Photodynamic therapy (PDT) is a minimally invasive treatment modality that uses light-activated compounds known as photosensitizers (PSs) to induce cytotoxic effects in targeted cells. Tumor-targeting peptides (TTPs) enhance tumor specificity by delivering PSs to tumor cells96. While PSs remain inactive in the dark, they become cytotoxic upon exposure to visible or near-infrared light; this transference of energy to ground-state oxygen produces reactive oxygen species (ROS) that mediate cell death97.
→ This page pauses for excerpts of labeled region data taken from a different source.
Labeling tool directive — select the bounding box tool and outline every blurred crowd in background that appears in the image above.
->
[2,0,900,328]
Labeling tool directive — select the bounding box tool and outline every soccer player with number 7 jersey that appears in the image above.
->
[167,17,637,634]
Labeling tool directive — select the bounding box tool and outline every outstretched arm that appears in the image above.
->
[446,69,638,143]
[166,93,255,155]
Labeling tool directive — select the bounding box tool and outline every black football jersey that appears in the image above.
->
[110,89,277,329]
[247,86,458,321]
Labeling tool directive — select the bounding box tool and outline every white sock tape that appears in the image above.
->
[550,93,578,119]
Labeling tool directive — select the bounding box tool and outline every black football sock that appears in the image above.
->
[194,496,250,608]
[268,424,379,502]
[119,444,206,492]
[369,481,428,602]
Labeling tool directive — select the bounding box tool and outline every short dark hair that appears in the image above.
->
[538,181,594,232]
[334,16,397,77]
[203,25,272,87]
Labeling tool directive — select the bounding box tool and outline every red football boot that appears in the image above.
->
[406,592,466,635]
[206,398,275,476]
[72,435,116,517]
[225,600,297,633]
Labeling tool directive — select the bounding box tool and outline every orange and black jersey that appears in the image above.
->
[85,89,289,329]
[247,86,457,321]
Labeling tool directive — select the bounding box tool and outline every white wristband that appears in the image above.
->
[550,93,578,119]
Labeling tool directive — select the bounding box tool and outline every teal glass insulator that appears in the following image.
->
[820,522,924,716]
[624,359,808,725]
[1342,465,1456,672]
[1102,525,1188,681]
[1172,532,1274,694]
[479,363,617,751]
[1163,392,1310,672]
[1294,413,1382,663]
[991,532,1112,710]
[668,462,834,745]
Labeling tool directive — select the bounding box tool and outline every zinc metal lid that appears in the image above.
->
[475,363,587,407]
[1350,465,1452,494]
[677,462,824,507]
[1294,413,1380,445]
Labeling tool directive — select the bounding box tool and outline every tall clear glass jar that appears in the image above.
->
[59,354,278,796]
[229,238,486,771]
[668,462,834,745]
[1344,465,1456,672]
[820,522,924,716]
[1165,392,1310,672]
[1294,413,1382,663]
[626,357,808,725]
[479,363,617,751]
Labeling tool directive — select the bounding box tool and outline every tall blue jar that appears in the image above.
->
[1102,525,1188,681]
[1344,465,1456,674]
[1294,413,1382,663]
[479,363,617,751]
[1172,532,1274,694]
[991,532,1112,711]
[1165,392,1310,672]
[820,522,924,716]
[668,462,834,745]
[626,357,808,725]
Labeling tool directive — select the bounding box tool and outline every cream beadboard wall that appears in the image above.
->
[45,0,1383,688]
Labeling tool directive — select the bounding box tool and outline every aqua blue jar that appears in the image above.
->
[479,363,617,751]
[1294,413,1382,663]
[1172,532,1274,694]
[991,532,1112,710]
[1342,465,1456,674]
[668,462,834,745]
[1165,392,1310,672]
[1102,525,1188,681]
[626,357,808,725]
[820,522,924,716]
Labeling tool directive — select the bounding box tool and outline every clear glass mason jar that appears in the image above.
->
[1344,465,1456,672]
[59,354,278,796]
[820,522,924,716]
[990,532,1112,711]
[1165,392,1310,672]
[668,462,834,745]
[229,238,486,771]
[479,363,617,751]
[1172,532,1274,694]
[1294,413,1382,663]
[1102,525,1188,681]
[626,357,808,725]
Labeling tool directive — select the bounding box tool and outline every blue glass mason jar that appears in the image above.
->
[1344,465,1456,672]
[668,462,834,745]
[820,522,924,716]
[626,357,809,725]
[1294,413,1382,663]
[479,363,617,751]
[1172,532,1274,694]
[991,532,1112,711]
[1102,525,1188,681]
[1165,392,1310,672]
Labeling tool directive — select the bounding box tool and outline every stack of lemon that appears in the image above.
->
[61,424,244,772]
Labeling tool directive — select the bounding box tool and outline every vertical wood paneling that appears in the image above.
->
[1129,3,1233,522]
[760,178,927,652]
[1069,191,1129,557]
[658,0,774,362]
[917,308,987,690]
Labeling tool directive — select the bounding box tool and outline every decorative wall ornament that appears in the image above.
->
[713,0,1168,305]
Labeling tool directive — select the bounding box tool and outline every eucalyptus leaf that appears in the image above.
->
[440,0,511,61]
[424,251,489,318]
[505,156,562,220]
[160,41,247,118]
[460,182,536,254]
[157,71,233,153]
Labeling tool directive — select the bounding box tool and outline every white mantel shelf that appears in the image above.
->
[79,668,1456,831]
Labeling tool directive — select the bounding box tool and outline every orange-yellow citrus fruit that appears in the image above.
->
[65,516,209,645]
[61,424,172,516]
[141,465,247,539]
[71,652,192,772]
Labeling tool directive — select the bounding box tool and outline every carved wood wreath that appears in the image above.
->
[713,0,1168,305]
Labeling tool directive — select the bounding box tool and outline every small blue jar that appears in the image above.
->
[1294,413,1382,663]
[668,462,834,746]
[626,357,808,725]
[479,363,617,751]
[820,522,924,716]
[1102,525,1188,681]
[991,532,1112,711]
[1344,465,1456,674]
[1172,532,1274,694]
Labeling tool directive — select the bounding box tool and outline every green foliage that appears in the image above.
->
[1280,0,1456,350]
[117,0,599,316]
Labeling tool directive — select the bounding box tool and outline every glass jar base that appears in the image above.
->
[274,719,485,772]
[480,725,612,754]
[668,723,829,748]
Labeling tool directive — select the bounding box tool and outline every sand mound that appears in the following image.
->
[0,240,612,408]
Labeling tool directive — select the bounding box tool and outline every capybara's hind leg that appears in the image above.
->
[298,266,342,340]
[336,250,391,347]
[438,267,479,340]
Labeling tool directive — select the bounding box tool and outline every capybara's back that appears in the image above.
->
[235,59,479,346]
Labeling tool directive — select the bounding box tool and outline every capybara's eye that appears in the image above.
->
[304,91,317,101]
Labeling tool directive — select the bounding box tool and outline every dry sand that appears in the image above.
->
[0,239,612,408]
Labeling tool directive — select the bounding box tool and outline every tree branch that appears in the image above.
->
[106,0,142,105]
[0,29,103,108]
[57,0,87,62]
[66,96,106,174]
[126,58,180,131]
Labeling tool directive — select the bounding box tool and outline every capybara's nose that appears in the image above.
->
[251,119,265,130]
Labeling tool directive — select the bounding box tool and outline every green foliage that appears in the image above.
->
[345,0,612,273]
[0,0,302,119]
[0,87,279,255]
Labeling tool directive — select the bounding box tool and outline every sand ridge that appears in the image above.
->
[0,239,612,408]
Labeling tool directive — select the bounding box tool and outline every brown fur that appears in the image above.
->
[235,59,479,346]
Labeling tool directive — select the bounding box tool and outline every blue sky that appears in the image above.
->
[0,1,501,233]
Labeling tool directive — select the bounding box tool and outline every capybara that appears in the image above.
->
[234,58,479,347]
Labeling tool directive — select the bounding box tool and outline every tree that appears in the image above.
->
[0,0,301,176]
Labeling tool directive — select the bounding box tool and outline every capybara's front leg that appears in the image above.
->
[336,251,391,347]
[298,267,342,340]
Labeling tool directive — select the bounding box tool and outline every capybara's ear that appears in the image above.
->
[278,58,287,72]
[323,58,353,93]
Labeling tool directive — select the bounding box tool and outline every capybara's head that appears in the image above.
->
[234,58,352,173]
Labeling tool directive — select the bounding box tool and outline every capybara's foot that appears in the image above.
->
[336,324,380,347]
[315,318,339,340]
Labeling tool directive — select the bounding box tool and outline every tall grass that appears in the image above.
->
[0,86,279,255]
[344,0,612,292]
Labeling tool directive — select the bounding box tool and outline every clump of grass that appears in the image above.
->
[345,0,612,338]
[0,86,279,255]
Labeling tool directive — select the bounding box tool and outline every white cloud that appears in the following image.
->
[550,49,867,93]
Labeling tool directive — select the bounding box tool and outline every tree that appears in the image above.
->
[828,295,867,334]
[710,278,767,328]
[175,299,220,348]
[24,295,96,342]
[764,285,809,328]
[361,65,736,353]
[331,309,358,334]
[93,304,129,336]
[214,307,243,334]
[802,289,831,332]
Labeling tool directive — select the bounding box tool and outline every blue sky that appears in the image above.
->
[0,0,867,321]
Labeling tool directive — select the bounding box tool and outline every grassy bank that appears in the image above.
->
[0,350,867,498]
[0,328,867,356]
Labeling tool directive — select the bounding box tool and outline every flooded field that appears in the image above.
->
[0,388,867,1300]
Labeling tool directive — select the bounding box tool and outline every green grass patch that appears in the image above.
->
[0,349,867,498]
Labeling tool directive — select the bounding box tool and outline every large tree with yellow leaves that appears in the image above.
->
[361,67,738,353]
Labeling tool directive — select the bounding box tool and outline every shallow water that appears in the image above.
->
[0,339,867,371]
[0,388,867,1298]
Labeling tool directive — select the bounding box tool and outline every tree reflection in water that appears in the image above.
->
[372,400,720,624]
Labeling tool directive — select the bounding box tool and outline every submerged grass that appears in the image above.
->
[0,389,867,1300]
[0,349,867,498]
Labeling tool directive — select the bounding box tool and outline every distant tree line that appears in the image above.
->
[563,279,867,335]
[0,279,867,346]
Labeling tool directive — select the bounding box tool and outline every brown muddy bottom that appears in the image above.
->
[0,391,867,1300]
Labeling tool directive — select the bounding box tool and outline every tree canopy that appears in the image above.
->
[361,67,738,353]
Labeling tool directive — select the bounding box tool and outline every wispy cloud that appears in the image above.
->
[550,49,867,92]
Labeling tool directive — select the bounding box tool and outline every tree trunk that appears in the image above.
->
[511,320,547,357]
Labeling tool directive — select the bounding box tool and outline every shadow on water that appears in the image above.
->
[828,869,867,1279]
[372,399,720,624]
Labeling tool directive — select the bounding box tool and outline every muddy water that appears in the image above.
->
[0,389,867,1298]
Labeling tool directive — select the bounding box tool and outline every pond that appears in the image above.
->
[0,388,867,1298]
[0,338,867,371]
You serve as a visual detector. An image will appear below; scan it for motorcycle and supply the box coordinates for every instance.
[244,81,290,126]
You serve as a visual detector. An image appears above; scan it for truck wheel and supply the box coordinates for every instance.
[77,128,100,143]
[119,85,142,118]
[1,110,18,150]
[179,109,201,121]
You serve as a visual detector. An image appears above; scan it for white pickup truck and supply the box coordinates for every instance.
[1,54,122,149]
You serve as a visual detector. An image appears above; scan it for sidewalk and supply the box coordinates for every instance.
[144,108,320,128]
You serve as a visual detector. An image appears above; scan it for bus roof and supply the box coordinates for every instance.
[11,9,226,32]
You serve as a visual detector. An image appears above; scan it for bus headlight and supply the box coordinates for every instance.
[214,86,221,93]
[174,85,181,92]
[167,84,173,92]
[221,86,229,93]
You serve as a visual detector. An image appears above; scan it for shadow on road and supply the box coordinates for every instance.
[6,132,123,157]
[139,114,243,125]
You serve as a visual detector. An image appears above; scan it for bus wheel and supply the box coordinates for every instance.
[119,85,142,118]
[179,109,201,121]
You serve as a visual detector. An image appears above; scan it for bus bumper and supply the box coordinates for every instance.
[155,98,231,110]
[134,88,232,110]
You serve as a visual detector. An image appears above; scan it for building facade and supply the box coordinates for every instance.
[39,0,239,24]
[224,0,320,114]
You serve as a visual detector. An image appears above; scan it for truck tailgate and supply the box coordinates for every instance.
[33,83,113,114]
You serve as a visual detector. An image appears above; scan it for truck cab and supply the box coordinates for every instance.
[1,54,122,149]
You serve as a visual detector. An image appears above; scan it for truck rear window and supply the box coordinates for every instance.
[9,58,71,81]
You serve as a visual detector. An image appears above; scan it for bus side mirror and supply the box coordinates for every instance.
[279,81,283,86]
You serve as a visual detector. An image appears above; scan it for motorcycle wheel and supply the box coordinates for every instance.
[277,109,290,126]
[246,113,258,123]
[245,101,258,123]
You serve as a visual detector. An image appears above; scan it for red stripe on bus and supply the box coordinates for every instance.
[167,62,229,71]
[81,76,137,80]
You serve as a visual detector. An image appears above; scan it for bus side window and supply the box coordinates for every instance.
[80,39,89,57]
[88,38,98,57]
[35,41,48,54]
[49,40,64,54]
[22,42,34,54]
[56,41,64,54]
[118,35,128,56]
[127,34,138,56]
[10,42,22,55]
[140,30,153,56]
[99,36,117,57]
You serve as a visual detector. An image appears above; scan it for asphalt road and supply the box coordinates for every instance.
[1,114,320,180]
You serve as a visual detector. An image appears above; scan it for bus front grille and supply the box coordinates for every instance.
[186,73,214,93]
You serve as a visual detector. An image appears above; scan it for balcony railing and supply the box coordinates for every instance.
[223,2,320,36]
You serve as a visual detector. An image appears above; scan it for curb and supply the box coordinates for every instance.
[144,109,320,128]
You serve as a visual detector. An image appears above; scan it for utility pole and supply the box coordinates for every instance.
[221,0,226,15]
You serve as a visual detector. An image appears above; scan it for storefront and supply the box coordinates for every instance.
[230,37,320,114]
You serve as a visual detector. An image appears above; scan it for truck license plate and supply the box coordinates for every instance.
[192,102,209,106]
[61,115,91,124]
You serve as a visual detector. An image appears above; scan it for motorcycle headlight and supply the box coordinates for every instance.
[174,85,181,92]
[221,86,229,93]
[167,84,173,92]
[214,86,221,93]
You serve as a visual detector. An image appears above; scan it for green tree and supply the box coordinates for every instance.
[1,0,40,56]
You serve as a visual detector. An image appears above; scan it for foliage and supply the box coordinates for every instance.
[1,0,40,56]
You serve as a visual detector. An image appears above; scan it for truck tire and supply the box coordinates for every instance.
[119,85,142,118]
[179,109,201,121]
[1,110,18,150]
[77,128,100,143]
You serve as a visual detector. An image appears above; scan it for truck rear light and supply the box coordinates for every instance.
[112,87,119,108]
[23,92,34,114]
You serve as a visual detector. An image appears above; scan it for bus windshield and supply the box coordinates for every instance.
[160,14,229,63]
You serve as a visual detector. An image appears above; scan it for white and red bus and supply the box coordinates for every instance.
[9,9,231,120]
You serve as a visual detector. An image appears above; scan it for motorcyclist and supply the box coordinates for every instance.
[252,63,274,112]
TTPs can deliver radionuclides to tumor cells for targeted radiotherapy, minimizing radiation exposure to healthy tissues. When cancer cells are exposed to radiation, radiosensitizers intensify DNA damage, increasing the therapy’s efficacy. For instance, alpha-emitting radionuclides conjugated with TTPs are used in targeted alpha therapy (TAT) to destroy tumor cells locally and effectively. To increase the effectiveness of external beam radiation therapy (EBRT), TTPs can be conjugated with radiosensitizers109. Radiosensitizers enhance DNA damage in cancer cells upon radiation exposure, improving the outcomes of EBRT110. Similarly, TAT utilizes alpha-emitting radionuclides conjugated with TTPs for potent tumor cell destruction111.

Figure 3

Table 1

Peptide Name	Target Receptor	Approved Indication	Clinical Use	Reference
Lutetium Lu 177 vipivotide tetraxetan (Pluvicto™)	PSMA	PSMA-positive metastatic castration-resistant prostate cancer (mCRPC)	Used after androgen receptor inhibitors ± taxane chemotherapy; prolongs OS (15.3 vs. 11.3 months); also effective pre-taxane (PSMA fore trial)	109, 110
Belantamab mafodotin-blmf (Blenrep®)	BCMA	Relapsed or refractory multiple myeloma (≥4 prior lines)	Initially accelerated approval based on 31% ORR (DREAMM-2); later withdrawn in US due to DREAMM-3; DREAMM-7 supports ongoing use in combinations	111, 112
Loncastuximab tesirine-lpyl (Zynlonta™)	CD19	Relapsed/refractory large B-cell lymphoma	Approved after ≥2 prior systemic therapies; ORR 48.3%, CR 24.1% (LOTIS-2); durable response of 10.3 months	113, 114
Piflufolastat F 18 (Pylarify®)	PSMA	Imaging agent for prostate cancer	Detects PSMA+ lesions in suspected metastasis or recurrence; changes management in ~45–74% of cases	115, 116
Nirogacestat (Ogsiveo™)	Gamma secretase	Progressive desmoid tumors needing systemic therapy	Reduced risk of progression by 71% (DeFi trial); ORR 41%, improved pain/function; 20% serious AEs	117, 118
Sacituzumab govitecan-hziy (Trodelvy®)	Trop-2	mTNBC, HR+/HER2− metastatic breast cancer	Improves OS vs chemotherapy in both TNBC (ASCENT) and HR+/HER2− (TROPiCS-02); serious AEs: neutropenia, diarrhea	119, 120

Recent breakthroughs in tumor-targeting peptides (TTPs) have significantly transformed the field of cancer therapy and diagnostics (Table 1). These peptides, which can specifically bind to tumor cells and their microenvironment, provide a powerful strategy for more precise and effective cancer treatments121, 122, 123, 124.